Given a composite format string provided by the user (for use with String.Format) and a set of types representing the arguments that would be used to format the composite format string, how can you check that the user-provided value is valid?

It should be pretty easy to create a regular expression to check that the general syntax of the argument placeholders match "{index[,alignment][:formatString]}" per the documentation. And not too much more difficult to verify that the indexes of the placeholders in the composite format string are less than the actual number of typed arguments (i.e. they don't reference an argument that won't be given). However, given the types for the arguments that will be passed in are known, it should also be possible to validate the ":formatString" is appropriate for those types.

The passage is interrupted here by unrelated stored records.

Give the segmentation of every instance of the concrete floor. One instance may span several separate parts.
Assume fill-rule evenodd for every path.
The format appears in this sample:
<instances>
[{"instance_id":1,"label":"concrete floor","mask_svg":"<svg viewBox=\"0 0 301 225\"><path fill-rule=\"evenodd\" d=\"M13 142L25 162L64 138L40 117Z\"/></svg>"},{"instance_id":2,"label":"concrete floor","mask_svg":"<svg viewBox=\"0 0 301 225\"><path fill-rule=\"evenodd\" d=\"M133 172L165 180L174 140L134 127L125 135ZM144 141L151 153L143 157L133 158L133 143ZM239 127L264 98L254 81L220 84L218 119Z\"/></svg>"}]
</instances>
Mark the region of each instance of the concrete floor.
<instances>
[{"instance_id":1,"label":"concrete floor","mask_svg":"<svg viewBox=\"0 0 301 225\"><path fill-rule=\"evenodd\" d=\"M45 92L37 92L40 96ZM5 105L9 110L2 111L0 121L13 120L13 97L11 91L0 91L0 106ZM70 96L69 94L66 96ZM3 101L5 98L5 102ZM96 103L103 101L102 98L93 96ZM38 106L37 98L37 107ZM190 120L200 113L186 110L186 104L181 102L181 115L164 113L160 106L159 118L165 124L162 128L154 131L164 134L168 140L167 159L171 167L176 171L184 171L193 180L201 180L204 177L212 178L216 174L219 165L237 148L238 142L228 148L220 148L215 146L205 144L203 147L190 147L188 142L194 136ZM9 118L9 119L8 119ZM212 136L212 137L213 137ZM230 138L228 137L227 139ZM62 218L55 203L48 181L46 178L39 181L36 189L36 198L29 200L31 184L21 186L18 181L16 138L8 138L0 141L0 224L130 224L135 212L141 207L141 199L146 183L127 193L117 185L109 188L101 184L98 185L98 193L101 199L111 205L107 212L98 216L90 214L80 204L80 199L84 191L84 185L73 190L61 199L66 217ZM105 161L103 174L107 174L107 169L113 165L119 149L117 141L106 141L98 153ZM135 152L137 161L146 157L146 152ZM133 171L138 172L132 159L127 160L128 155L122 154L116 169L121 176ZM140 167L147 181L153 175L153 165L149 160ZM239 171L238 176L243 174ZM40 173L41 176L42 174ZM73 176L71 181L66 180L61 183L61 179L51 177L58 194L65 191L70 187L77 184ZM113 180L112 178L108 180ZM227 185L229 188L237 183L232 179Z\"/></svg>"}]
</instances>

For example, you want to validate the user doesn't specify "{0:dddd MMMM}" as a format string when the first argument type (0 index) is a number (String.Format("{0:dddd MMMM}", 1234) yields "dddd MMMM"). The quantity of ":formatString" options by type is too large to want to manually check everything. Is there any other way? Or do you just have to live with the user potentially specifying a bad format string?

Assume there are no custom IFormatProvider, ICustomFormatter or IFormattable implementations in play here. Just basic types already in the .NET Framework. Bonus points for addressing the custom stuff.

+3  A: 

There is no inbuilt way of doing this, AFAIK.

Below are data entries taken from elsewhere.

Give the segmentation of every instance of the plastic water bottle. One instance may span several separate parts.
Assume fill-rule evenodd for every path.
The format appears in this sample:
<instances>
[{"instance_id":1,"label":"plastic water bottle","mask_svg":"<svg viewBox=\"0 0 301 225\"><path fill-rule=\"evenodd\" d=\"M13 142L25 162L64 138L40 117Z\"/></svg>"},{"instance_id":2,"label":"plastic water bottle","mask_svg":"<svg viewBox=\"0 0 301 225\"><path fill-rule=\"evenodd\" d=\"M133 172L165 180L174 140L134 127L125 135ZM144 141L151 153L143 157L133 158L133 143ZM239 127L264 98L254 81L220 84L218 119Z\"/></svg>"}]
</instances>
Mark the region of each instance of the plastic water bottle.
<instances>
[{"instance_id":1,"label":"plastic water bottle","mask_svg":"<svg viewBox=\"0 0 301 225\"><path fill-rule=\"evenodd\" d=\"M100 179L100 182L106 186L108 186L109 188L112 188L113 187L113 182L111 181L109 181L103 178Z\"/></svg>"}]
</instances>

You could code every common case manually, but I don't recommend it.

(edit) One pragmatic option might be try/catch - test the format as early as possible when the user enters it....

Marc Gravell
That's what I'm looking to avoid.
iammichael
I don't even really want to do the regex for the placeholders!
iammichael
+2  A: 

Sorry, but the way to do it is:

try { string.Format(godKnowsWhat, aBunchOfArguments); }
catch(FormatException) { // use exception for control flow lol }

Yep, kinda bad.

mquander
I have types, not instances of the types, at the time the format needs to be validated so there's no "aBunchOfArguments" to provide.
iammichael
Re "instances of types"... Activator.CreateInstance ;-p
Marc Gravell
Yeah, you'll have to create instances with reflection if you want to use this method.
mquander
Activator.CreateInstance(typeof(string)) fails (missing a no-arg constructor), so creating instances is more than just reflection. Further, FormatException appears to only thrown when the indexes are bad and doesn't actually validate the ":formatString" is appropriate for the type.
iammichael
not that I'd be doing Activator.CreateInstance(typeof(string)) -- it'd be more like: foreach(Type t in types) { Activator.CreateInstance(t) } (with some other stuff). The creation will minimally have to special case string (using String.Empty). Other types may also be problemmatic (haven't tried).
iammichael
+1  A: 

If bad format string specified by user could cause exception, then maybe you can just try it out? Yes, it's naive and trivial idea.